Kini Farhat telah menikah dengan wanita yang diyakini sebagai jodoh yang telah ditetapkan Tuhan untuknya. Hidup bahagia dengan dikaruniai dua anak membuatnya tidak lagi terpikirkan pengalaman pahit yang pernah dialaminya.

Bujeting anggaran juga menjadi kendala Rian (27), warga Tarakan yang tahun depan berencana akan menikahi kekasihnya. “Betul sekali, sejauh ini bujetinglah yang menjadi kendala dalam melaksanakan pernikahan,” tuturnya.

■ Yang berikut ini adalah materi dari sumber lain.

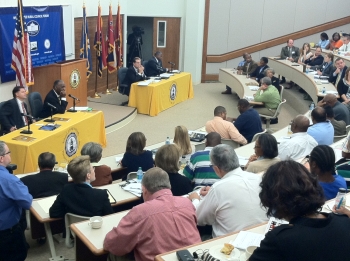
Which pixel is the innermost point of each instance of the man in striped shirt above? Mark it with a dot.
(199, 169)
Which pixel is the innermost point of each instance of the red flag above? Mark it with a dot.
(119, 39)
(111, 55)
(99, 45)
(21, 57)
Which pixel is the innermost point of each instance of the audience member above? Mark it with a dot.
(300, 143)
(341, 112)
(55, 97)
(324, 42)
(269, 95)
(259, 71)
(232, 203)
(11, 112)
(226, 129)
(47, 182)
(199, 170)
(248, 123)
(167, 158)
(336, 42)
(102, 172)
(135, 155)
(339, 126)
(14, 198)
(322, 164)
(316, 59)
(79, 197)
(290, 192)
(154, 65)
(161, 224)
(321, 130)
(266, 153)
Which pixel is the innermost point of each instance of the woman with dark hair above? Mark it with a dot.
(135, 156)
(266, 152)
(322, 164)
(289, 191)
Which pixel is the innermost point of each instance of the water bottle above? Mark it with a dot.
(167, 141)
(139, 175)
(340, 200)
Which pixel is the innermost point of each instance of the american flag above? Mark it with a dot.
(21, 57)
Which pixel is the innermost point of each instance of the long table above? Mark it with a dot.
(157, 97)
(65, 142)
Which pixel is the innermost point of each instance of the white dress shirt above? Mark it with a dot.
(298, 146)
(232, 203)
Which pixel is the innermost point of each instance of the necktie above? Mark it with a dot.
(24, 112)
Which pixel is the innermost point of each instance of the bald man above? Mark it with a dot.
(300, 143)
(341, 112)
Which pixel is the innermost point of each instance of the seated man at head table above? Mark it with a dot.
(248, 123)
(11, 114)
(232, 203)
(269, 95)
(47, 182)
(135, 73)
(15, 198)
(226, 129)
(161, 224)
(79, 197)
(154, 65)
(321, 130)
(57, 98)
(341, 112)
(199, 170)
(300, 143)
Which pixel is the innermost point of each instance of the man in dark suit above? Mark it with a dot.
(47, 182)
(10, 115)
(79, 197)
(154, 66)
(135, 73)
(57, 98)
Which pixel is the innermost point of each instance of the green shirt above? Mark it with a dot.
(271, 97)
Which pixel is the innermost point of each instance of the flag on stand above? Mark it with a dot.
(119, 39)
(85, 51)
(21, 57)
(111, 55)
(99, 45)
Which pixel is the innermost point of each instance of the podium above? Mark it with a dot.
(72, 72)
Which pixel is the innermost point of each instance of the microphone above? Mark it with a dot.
(75, 98)
(54, 107)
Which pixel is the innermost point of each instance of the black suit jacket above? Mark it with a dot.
(154, 68)
(81, 199)
(131, 77)
(52, 98)
(10, 115)
(46, 183)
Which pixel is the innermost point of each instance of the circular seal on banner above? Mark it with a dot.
(33, 28)
(71, 144)
(173, 92)
(74, 78)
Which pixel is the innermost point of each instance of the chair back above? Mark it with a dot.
(35, 103)
(256, 136)
(69, 219)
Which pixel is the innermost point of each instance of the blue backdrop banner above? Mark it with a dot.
(45, 29)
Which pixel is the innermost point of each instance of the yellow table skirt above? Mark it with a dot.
(65, 142)
(157, 97)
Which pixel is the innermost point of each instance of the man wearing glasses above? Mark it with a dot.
(14, 197)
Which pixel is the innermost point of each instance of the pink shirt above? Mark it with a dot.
(159, 225)
(226, 130)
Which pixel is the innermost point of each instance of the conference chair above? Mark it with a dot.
(69, 219)
(269, 117)
(35, 103)
(256, 136)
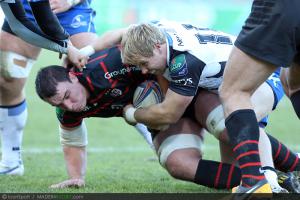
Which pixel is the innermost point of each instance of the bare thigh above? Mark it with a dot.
(243, 75)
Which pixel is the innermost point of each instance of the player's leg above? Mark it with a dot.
(78, 22)
(179, 151)
(211, 116)
(267, 45)
(17, 58)
(293, 83)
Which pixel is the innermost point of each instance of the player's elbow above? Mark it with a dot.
(170, 116)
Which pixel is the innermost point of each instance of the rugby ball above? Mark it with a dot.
(147, 93)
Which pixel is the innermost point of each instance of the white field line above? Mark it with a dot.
(37, 150)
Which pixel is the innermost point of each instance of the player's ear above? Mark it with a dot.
(157, 45)
(73, 77)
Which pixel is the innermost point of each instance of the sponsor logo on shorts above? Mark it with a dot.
(78, 21)
(184, 81)
(116, 92)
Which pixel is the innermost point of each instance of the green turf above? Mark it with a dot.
(118, 158)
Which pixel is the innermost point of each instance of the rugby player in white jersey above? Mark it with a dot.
(191, 59)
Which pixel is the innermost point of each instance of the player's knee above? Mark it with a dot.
(13, 65)
(215, 122)
(169, 152)
(181, 163)
(76, 137)
(295, 99)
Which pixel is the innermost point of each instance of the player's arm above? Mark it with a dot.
(74, 141)
(59, 6)
(167, 112)
(106, 40)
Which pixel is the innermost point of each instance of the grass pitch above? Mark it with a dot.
(119, 160)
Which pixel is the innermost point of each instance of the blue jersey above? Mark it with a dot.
(76, 20)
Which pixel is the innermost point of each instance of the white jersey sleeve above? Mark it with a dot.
(205, 51)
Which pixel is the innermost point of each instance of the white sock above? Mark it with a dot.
(272, 178)
(11, 126)
(142, 129)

Sejauh ini, Rian baru mengumpulkan 10 persen dari biaya pernikahan yang direncanakan akan dilangsungkan tahun depan. “Saya sempat menanyakan kepada beberapa teman saya yang sudah menikah, rata-rata bujet untuk melaksanakan pernikahan paling sedikit Rp.50 juta, belum lagi ditambah biaya-biaya tak terduga yang harus disiapkan yang jumlahnya juga tidak sedikit,” tuturnya.

Diakuinya, biaya pernikahan merupakan masalah klasik yang dihadapi setiap pasangan yang akan menikah. Rian sebenarnya ingin menggelar acara pernikahan secara sederhana yang cukup dihadiri keluarga terdekat saja.

“Inti dari pernikahan itu sebenarnya untuk menyempurnakan ibadah kita sebagai umat Islam, namun karena ini merupakan momen yang bersejarah bagi kami berdua pasti kedua belah pihak keluarga menginginkan resepsi pernikahan mengundang orang yang dikenal untuk hadir dalam pernikahan anaknya,” tuturnya.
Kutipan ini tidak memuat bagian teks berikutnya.